Asas de Ícaro

Causa-me arrepios esse tipo de notícia.

As famílias estão endividadas por causa de uma inflação que pegou muitos desprevenidos. Conceder crédito para resolver o problema não resolve nada se as pessoas não revirem os seus gastos. Usar o dinheiro do empréstimo para “abrir um negócio” é pior ainda. É promessa de mais problemas à frente.

Todo mundo se acha um empreendedor. Coachs e livros de auto-ajuda nos convencem que basta ter uma “mente milionária” para ter sucesso. Mas o triste fato da natureza humana é que poucos de nossa espécie estão talhados para a tarefa de tocar um empreendimento para frente.

O indiano Muhammad Yunus ganhou o Nobel da Paz em 2006 com a sua ideia de microcrédito para mulheres indianas tocarem seus empreendimentos. Apesar de muito celebrado, o fato é que o banco criado por Yunus (e seus muitos clones no Sudeste Asiático) não sobrevivem sem pesados subsídios estatais. Mais recentemente, uma onda de suicídios no Sri Lanka chamou a atenção para o problema da inadimplência dos tomadores de microempréstimos.

Enfim, trata-se, no final do dia, de atividade arriscada, que, na maioria das vezes, dará ruim.

A lógica do capitalismo é a mesma da fecundação: são milhões de espermatozoides que tentam, mas somente um tem sucesso. Para que o capitalismo funcione, é preciso que muitos tenham a pretensão de ser o escolhido pelo destino para formar uma empresa viável. A batalha pelo financiamento é a primeira etapa desse processo, um filtro inicial que impede uma parcela de espermatozoides inviáveis de morrerem tentando empreender.

O reality show Shark Tank é uma caricatura de uma realidade muito concreta: o empreendedor precisa convencer potenciais financiadores de que sua ideia tem viabilidade comercial, e que ele, o empreendedor, tem capacidade gerencial para tocar a empresa. Passar neste teste inicial não é garantia de nada, mas já é um começo.

Agora, imagine que esse dinheiro para o empreendimento estivesse disponível tão facilmente quanto um consignado com lastro no Auxílio Brasil. Quantos “empreendedores” não estariam, na verdade, contratando a sua própria desgraça, ao financiar ideias que passaram pelo crivo apenas de sua própria imaginação. As “asas” do crédito consignado para empreender normalmente se transformam em asas de Ícaro.

Consertando o capitalismo

Entrevista com Muhammad Yunus, o “banqueiro dos pobres”. Fez um negócio na Índia de micro-crédito, sem garantias.

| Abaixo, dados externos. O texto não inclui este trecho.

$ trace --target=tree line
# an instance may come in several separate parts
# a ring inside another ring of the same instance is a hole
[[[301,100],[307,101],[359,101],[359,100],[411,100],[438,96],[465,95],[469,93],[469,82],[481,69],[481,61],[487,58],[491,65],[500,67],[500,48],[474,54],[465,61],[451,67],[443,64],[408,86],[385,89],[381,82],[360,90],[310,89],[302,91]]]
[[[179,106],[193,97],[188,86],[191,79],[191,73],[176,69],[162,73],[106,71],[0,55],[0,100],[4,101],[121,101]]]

Não sei da saúde financeira da empresa, mas suspeito que viva de doações da parte da economia que “dá lucro”.

Aliás, esse é o projeto de Yunus: dois tipos de empresas, aquelas que “dão lucro” e aquelas que têm “preocupação social”. É a velha filantropia, com roupagem revolucionária.

Yunus defende que a máquina capitalista precisa ser concertada, pois é geradora de desigualdades. Propõe em seu lugar “empresas sociais”, que não distribuiriam lucros. Fica a dúvida de quem financiaria essas empresas, se as empresas que “dão lucro” desaparecessem.

As críticas ao capitalismo são fáceis. Suas mazelas estão aí para quem tem olhos para ver. Mas ainda não inventaram uma forma de coordenar a produção de bilhões de itens produzidos ao redor do mundo inteiro de modo a que cheguem às bilhões de pessoas que deles necessitam, gerando mais riqueza do que poderiam sequer imaginar nossos ancestrais cinco ou seis gerações atrás. Um favelado hoje vive mais e melhor do que um nobre da idade média. Isso é fato.

Aliás, essa coisa de “máquina” é bem típico de pessoas com mente totalitária, em que um “planejador central” sabe o que é melhor para todos, e projeta a “máquina” que vai “resolver os problemas”. O capitalismo tem essa vantagem: nasce da livre iniciativa de pessoas, e se adapta ao que as pessoas querem, através do capital de risco, do livre comércio e de um sistema de preços livres.

Desculpem-me se vou ser repetitivo, mas adoro parafrasear este pensamento de Churchill (ele se referia à democracia): o capitalismo é o pior sistema econômico, com exceção de todos os outros.